Segundo o Dinheiro Vivo, que se apoia em dados divulgados pelo Ministério das Finanças, em 2014 foram penhorados e retirados aos proprietários 59.395 imóveis, bem mais (50%) que no ano passado (24.022 imóveis penhorados). Menos de um décimo destes imóveis beneficiaram ou beneficiavam à data da penhora de isenção de Imposto Municipal sobre Imóveis (IMI), um benefício que só pode ser concedido aos imóveis indicados como morada fiscal do proprietário. Por este motivo, o número correspondente a habitações próprias e permanentes pode ainda ser inferior.

“A mera circunstância de existir ou de ter existido isenção de IMI por ser destinar a habitação própria e permanente, só por si não atesta a efetiva afetação do imóvel por parte do contribuinte devedor ou do seu agregado familiar”, explicou o Ministério das Finanças.

Na semana passada, foram aprovados diplomas que visam evitar que as pessoas possam ficar sem a casa onde habitam quando têm dívidas de impostos a que não conseguem responder. O PS quer apenas travar a venda (mas não a penhora), mas os restantes partidos à esquerda querem mesmo travar estas penhoras. O texto final terá ainda de ser submetido a votação final global e a promulgação do Presidente da República.

De acordo com o Imojuris, um serviço de informação jurídica na área do Direito Imobiliário gerido pela Vida Imobiliária, as duas propostas apresentadas são distintas, mas apresentam o mesmo objetivo, “proteger um direito essencial dos cidadãos, o direito à habitação”.
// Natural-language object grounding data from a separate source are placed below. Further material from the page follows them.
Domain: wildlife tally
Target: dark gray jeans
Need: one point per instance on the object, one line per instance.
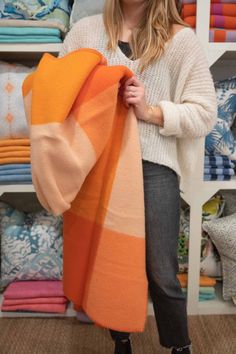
(162, 214)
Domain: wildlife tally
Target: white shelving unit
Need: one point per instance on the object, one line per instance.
(197, 191)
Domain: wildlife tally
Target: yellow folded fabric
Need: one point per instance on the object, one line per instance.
(13, 142)
(203, 281)
(7, 160)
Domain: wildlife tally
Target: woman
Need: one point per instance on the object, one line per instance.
(173, 97)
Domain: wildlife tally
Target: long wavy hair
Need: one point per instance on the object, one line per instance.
(149, 37)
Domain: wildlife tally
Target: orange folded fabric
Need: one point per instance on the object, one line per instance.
(12, 154)
(13, 142)
(226, 22)
(7, 160)
(203, 281)
(92, 173)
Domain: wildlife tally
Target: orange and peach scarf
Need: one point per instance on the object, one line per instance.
(86, 164)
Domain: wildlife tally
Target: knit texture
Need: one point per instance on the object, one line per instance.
(179, 82)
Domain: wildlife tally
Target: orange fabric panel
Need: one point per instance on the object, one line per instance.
(108, 255)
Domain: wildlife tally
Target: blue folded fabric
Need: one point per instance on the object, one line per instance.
(212, 177)
(16, 178)
(30, 31)
(14, 166)
(32, 39)
(216, 159)
(219, 165)
(219, 171)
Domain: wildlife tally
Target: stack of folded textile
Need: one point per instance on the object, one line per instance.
(218, 168)
(14, 134)
(206, 286)
(35, 296)
(15, 165)
(222, 18)
(34, 21)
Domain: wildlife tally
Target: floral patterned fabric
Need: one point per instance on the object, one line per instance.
(31, 245)
(49, 10)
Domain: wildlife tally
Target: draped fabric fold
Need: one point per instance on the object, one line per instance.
(86, 164)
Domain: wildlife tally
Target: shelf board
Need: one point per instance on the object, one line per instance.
(217, 306)
(30, 47)
(10, 188)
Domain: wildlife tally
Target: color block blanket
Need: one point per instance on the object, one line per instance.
(94, 177)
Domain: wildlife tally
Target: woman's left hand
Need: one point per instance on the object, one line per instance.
(134, 94)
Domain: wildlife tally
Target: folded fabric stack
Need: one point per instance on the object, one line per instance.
(15, 165)
(206, 286)
(222, 18)
(34, 296)
(218, 168)
(34, 21)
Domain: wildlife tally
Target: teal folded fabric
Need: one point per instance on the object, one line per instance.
(30, 31)
(35, 39)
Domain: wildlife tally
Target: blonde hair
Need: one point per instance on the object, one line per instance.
(149, 38)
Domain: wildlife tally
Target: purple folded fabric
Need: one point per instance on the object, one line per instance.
(32, 289)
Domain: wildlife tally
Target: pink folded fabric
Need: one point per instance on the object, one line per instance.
(52, 308)
(36, 300)
(34, 289)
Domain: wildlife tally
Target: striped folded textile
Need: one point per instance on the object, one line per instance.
(222, 35)
(219, 171)
(216, 9)
(225, 22)
(29, 35)
(214, 177)
(82, 176)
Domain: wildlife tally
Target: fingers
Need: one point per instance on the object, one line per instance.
(133, 81)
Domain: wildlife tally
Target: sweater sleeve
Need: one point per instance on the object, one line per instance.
(195, 114)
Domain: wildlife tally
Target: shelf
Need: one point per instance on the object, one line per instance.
(217, 306)
(10, 188)
(70, 312)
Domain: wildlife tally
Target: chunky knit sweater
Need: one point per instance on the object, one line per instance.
(179, 82)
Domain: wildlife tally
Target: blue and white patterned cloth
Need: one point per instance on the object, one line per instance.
(57, 11)
(31, 245)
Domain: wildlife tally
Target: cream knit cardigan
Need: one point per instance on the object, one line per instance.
(179, 82)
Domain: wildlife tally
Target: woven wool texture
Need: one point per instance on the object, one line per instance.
(180, 82)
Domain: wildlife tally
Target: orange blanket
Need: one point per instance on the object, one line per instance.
(86, 163)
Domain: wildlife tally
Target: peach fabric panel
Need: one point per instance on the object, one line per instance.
(98, 287)
(125, 212)
(96, 116)
(99, 183)
(73, 143)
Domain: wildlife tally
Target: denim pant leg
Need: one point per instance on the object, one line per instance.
(162, 214)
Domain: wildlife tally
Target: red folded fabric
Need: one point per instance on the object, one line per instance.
(36, 300)
(53, 308)
(34, 289)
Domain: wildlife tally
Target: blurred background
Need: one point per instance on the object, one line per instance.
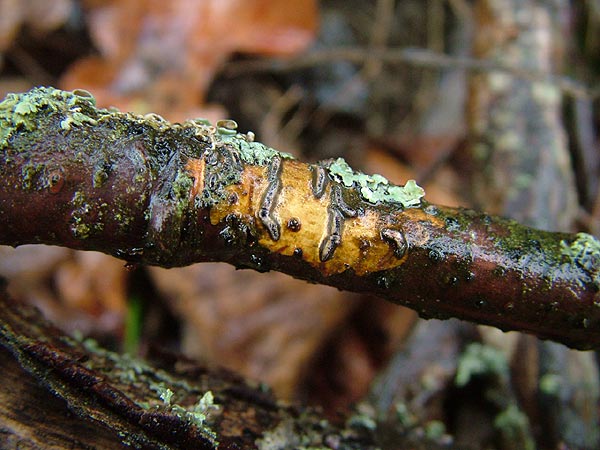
(492, 104)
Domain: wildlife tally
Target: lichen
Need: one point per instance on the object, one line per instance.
(19, 111)
(197, 415)
(514, 424)
(583, 251)
(477, 360)
(376, 188)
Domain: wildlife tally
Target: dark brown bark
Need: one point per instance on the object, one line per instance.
(115, 401)
(150, 192)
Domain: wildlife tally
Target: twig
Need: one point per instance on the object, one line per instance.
(152, 192)
(414, 56)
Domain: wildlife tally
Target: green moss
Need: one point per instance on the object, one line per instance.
(375, 188)
(30, 173)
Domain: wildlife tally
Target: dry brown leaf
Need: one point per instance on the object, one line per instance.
(38, 15)
(83, 291)
(161, 56)
(267, 326)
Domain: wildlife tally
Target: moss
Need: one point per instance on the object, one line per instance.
(375, 188)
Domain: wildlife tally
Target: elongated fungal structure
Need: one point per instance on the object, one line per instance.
(152, 192)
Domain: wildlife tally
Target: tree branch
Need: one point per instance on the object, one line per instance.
(152, 192)
(128, 403)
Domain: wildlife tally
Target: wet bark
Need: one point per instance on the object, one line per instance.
(523, 169)
(59, 392)
(151, 192)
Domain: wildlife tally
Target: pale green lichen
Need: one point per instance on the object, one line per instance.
(19, 111)
(478, 360)
(514, 425)
(584, 251)
(375, 188)
(253, 152)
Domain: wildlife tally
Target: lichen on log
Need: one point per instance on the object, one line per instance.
(152, 192)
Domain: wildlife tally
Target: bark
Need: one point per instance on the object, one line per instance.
(167, 194)
(59, 393)
(523, 168)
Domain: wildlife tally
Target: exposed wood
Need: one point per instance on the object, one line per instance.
(152, 192)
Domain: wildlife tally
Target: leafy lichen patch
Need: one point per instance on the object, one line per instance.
(376, 188)
(584, 251)
(19, 111)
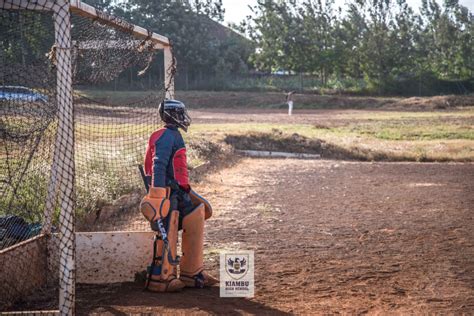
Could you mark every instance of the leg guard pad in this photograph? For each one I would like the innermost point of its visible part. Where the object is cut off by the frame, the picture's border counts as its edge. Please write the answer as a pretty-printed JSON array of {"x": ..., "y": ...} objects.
[
  {"x": 197, "y": 199},
  {"x": 193, "y": 242},
  {"x": 162, "y": 273}
]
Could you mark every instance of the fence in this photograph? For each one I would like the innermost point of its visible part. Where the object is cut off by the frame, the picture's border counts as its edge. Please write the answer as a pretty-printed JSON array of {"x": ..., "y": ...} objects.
[{"x": 62, "y": 155}]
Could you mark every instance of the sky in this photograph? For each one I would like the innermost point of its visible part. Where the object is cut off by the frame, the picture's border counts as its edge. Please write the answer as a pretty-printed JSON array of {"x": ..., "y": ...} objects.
[{"x": 237, "y": 10}]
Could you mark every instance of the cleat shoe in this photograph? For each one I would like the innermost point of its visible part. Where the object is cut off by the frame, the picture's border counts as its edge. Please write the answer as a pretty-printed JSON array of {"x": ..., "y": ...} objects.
[
  {"x": 200, "y": 280},
  {"x": 173, "y": 285}
]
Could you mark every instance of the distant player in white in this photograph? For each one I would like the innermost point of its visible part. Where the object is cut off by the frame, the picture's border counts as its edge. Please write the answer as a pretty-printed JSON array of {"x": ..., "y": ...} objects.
[{"x": 289, "y": 101}]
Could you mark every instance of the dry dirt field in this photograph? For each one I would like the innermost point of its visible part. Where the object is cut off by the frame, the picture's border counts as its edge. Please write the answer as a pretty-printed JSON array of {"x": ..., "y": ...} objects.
[{"x": 329, "y": 237}]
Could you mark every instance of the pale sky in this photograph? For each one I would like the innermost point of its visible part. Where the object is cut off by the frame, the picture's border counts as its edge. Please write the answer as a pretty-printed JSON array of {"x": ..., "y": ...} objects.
[{"x": 237, "y": 10}]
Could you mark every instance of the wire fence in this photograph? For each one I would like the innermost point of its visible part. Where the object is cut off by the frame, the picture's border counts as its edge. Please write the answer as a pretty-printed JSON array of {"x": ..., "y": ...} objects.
[{"x": 64, "y": 158}]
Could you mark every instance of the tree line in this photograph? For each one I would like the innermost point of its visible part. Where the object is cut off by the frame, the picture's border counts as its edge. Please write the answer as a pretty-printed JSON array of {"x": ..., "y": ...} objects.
[{"x": 380, "y": 41}]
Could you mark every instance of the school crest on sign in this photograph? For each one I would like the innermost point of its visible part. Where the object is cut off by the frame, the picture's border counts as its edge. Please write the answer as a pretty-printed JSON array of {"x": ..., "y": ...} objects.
[{"x": 237, "y": 265}]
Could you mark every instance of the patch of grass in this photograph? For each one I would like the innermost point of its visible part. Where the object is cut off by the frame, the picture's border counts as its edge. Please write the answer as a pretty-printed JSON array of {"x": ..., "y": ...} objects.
[{"x": 375, "y": 135}]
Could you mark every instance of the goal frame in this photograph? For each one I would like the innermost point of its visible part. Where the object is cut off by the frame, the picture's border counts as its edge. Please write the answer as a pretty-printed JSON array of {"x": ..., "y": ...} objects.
[{"x": 62, "y": 170}]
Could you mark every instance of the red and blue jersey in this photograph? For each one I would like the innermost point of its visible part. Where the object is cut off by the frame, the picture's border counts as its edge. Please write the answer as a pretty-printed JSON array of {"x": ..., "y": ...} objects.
[{"x": 165, "y": 158}]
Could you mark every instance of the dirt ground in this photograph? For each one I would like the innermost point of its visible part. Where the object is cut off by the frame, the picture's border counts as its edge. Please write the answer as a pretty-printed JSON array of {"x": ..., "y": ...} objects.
[{"x": 329, "y": 237}]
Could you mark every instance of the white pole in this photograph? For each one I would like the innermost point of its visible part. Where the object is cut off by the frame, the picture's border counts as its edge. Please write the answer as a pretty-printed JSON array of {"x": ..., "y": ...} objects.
[
  {"x": 169, "y": 72},
  {"x": 65, "y": 165}
]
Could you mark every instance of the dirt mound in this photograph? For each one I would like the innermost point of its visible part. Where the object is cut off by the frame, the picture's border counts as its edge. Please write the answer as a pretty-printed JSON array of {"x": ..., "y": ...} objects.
[{"x": 437, "y": 102}]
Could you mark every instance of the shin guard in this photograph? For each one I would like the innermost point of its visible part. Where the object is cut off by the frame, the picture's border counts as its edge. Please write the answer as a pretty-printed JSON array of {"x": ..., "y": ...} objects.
[
  {"x": 197, "y": 199},
  {"x": 193, "y": 245},
  {"x": 161, "y": 275}
]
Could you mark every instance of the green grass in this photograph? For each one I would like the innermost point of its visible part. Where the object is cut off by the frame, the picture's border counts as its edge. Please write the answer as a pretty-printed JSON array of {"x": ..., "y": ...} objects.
[{"x": 373, "y": 135}]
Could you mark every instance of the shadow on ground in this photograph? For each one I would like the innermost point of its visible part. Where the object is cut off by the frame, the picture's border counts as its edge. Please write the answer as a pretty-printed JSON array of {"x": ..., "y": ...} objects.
[{"x": 126, "y": 298}]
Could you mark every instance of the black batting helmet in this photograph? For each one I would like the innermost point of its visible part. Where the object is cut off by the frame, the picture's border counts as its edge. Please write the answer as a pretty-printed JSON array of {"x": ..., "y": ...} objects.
[{"x": 174, "y": 112}]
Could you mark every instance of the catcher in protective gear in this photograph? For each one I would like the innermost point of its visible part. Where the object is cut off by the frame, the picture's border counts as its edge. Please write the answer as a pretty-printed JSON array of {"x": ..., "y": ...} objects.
[{"x": 171, "y": 205}]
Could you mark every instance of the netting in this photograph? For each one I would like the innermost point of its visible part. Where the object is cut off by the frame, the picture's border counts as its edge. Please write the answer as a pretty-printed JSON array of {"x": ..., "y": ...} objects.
[{"x": 53, "y": 161}]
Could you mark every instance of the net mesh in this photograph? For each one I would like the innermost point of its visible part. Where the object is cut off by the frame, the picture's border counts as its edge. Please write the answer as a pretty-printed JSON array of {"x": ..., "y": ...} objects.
[{"x": 52, "y": 161}]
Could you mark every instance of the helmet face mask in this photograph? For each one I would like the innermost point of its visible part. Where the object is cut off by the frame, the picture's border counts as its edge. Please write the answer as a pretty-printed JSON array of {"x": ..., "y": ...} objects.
[{"x": 174, "y": 112}]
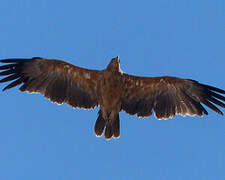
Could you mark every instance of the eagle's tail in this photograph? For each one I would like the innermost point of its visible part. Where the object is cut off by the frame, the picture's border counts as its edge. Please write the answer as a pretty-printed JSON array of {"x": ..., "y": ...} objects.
[{"x": 111, "y": 130}]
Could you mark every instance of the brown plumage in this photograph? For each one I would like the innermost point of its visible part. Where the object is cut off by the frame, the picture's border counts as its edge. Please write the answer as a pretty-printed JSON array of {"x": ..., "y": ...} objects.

O projeto apresentado pelos socialistas vai além do anunciado no programa do Governo e propõe “a proibição de todas as vendas de casas de morada de família em processo de execução fiscal, independentemente do valor da dívida fiscal ou da dívida à segurança social”. Só estão excluídas desta salvaguarda as habitações de muito elevado valor tributário, acima dos 547.323 euros, às quais se aplica a taxa máxima de Imposto Municipal sobre a Transmissão Onerosa de Imóveis (IMT). Esta exclusão pretende “evitar que contribuintes com elevado património se coloquem intencionalmente ao abrigo desta proteção, convertendo o seu património numa única residência de elevado valor”.

De acordo com o documento levado ao Parlamento, “o mecanismo criado não impede a penhora, mas suspende qualquer venda das casas por iniciativa do Estado”.

Já o Projeto de Lei do BE garante “a impenhorabilidade e a impossibilidade de execução de hipoteca do imóvel de habitação própria e permanente por dívidas fiscais”, independentemente do valor tributário do imóvel.

Os dois projetos preveem que as novas regras possam ser aplicadas nos processos iniciados após a entrada em vigor da lei e nos processos pendentes nessa data.